A 103-year-old former World War Two nurse believed to be Britain's longest-serving poppy seller has said becoming an MBE was a "wonderful" experience.
Britain's 'longest serving' poppy seller becomes MBE
Rosemary Powell celebrated with a glass of champagne after she was presented with the medal at her London nursing home for her services to charity.
She was included in this year's list having collected for the Poppy Appeal since it began in 1921.
After receiving the medal, the great-grandmother said: "Isn't it wonderful?"
Mrs Powell sat in a wheelchair draped in a poppy-patterned blanket as she was handed the MBE medal on behalf of the Queen by the Vice Lord-Lieutenant of Greater London, Colonel Jane Davis.

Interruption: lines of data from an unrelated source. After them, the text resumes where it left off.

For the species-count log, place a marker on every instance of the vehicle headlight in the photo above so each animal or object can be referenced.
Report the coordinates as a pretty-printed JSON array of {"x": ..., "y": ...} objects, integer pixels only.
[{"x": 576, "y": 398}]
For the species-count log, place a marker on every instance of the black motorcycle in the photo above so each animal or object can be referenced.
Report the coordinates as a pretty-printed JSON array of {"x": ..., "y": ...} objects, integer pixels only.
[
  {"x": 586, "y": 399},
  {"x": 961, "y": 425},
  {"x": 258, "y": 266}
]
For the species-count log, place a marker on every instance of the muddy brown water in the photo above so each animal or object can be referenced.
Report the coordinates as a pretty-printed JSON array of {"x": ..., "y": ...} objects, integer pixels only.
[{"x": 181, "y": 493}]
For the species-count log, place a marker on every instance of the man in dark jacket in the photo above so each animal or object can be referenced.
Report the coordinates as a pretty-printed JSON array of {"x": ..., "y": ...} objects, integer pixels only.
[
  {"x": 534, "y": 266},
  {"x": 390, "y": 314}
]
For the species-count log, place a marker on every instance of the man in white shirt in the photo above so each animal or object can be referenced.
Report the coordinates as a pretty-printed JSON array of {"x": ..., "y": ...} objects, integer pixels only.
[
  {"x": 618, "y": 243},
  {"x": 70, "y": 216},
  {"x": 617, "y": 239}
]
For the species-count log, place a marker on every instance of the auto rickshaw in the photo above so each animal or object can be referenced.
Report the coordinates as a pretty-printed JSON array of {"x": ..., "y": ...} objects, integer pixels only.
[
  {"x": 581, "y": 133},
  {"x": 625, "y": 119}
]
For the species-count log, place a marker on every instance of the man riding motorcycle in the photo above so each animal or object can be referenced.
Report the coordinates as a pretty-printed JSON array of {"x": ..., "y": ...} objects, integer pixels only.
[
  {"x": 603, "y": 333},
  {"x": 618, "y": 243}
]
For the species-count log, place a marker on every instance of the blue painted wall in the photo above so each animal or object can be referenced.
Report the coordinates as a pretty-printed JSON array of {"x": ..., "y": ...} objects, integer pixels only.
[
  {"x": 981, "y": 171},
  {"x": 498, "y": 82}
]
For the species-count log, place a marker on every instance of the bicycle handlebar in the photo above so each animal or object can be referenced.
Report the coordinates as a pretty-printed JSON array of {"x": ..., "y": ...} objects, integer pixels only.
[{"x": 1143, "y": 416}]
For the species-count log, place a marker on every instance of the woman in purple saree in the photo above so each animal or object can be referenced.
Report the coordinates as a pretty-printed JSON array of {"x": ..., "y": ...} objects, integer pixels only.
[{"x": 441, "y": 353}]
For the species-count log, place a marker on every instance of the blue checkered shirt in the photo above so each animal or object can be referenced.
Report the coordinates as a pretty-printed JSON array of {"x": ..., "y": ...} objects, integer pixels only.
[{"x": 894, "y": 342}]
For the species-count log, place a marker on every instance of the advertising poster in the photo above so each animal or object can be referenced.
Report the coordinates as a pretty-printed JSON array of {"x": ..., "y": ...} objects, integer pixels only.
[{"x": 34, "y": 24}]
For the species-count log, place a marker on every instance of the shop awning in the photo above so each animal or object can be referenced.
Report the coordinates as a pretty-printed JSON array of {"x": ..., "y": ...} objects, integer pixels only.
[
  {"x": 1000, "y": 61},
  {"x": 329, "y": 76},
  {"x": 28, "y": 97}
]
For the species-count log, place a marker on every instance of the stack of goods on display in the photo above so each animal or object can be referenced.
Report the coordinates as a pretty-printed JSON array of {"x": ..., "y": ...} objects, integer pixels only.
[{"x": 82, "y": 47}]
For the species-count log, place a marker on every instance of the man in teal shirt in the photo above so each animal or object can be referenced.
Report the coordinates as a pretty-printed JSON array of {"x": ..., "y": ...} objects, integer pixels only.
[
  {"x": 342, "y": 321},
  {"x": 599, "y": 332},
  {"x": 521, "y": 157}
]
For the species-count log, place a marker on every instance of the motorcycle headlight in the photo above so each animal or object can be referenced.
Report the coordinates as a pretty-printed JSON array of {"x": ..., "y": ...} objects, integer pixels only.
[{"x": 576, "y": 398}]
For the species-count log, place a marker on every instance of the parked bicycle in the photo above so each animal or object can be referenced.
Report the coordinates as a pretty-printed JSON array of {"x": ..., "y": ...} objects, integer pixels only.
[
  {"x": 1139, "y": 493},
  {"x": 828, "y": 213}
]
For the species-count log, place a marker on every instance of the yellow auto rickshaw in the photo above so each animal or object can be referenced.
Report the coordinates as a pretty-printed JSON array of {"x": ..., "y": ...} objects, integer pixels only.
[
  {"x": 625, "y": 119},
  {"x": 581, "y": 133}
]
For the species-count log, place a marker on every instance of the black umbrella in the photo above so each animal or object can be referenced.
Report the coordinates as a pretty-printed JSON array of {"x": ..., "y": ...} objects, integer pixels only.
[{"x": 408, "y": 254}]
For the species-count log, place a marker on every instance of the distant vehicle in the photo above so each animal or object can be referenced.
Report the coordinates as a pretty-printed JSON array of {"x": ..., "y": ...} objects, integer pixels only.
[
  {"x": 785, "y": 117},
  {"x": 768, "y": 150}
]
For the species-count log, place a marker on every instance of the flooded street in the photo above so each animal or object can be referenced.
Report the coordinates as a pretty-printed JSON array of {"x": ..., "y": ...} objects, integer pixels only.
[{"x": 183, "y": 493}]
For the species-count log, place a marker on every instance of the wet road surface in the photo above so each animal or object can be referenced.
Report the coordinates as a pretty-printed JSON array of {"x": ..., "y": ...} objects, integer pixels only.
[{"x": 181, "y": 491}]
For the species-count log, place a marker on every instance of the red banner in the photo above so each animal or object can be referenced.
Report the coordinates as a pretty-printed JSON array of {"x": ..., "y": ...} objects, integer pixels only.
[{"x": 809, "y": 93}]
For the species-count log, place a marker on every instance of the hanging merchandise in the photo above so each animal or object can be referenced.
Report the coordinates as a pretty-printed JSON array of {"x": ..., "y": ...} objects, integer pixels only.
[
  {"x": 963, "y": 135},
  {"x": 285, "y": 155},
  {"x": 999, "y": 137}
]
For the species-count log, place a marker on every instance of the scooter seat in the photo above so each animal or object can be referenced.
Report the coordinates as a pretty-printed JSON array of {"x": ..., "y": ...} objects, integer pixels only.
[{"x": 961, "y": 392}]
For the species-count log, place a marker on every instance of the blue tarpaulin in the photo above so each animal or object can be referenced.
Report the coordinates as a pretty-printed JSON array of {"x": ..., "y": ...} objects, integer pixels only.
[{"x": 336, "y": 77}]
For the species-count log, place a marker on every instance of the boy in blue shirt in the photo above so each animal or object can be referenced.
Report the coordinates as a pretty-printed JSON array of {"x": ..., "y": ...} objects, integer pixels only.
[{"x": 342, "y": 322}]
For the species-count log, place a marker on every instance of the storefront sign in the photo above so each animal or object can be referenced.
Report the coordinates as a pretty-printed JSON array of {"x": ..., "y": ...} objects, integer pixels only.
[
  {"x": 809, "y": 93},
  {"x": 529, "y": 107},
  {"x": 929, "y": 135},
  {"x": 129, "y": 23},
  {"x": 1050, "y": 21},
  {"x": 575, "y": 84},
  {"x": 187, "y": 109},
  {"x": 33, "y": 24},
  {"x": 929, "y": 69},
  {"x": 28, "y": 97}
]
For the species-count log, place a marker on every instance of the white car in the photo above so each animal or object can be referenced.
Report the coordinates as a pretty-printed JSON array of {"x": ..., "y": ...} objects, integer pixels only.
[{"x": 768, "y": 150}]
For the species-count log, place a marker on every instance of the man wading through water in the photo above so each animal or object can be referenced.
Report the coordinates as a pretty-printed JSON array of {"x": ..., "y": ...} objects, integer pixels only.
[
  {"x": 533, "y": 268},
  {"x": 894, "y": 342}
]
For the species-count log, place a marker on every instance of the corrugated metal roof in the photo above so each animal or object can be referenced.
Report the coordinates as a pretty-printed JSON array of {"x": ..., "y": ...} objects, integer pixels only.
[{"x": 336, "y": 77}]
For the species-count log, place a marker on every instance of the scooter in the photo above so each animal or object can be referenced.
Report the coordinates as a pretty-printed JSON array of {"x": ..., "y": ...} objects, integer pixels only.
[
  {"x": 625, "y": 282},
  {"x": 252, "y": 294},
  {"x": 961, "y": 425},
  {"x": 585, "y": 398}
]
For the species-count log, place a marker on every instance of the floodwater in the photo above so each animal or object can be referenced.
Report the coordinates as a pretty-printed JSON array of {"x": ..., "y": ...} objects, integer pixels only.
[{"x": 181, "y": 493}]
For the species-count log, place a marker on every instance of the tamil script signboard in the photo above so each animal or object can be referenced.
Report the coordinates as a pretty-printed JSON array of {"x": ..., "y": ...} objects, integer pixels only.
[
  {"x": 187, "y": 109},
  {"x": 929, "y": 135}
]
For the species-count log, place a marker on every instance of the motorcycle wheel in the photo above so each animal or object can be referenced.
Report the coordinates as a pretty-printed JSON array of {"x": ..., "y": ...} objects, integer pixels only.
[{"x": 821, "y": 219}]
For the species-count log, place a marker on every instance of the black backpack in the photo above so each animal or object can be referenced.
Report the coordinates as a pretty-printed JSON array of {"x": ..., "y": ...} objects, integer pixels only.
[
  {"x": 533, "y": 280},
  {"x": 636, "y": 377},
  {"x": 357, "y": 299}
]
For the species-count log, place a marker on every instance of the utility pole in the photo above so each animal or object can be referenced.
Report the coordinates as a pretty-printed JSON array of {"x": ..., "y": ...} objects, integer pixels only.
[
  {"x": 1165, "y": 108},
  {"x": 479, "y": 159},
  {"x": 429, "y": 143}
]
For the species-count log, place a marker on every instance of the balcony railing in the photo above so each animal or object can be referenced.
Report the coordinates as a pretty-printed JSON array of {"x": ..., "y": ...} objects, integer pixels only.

Her son Giles, who was at the ceremony with other family members, said the award "has been one of the biggest moments in her life - and mum has lived a very full life."
"She lost so may family members it really had an impact on her - it really was the catalyst for her volunteering work for the Royal British Legion," he said.
Mrs Powell took part in the first Poppy Appeal, selling poppies on Richmond Bridge with her mother when she was six.
She previously spoke about how the war "has had a significant impact on my life".
Her father Charles Ashton James was left wounded after being shot in the head during the Battle of the Somme, and she lost two godfathers and three uncles during World War One.
Mrs Powell's first fiance Robin Ellis, who was a commander in the Royal Navy, died in 1944 and her younger brother Peter also died during World War Two.
She announced this year she was to retire from selling poppies as she was "getting old".
Charles Byrne, director general of the Royal British Legion, said Mrs Powell was "most deserving of this award, and everyone at the Legion wishes her a very happy retirement."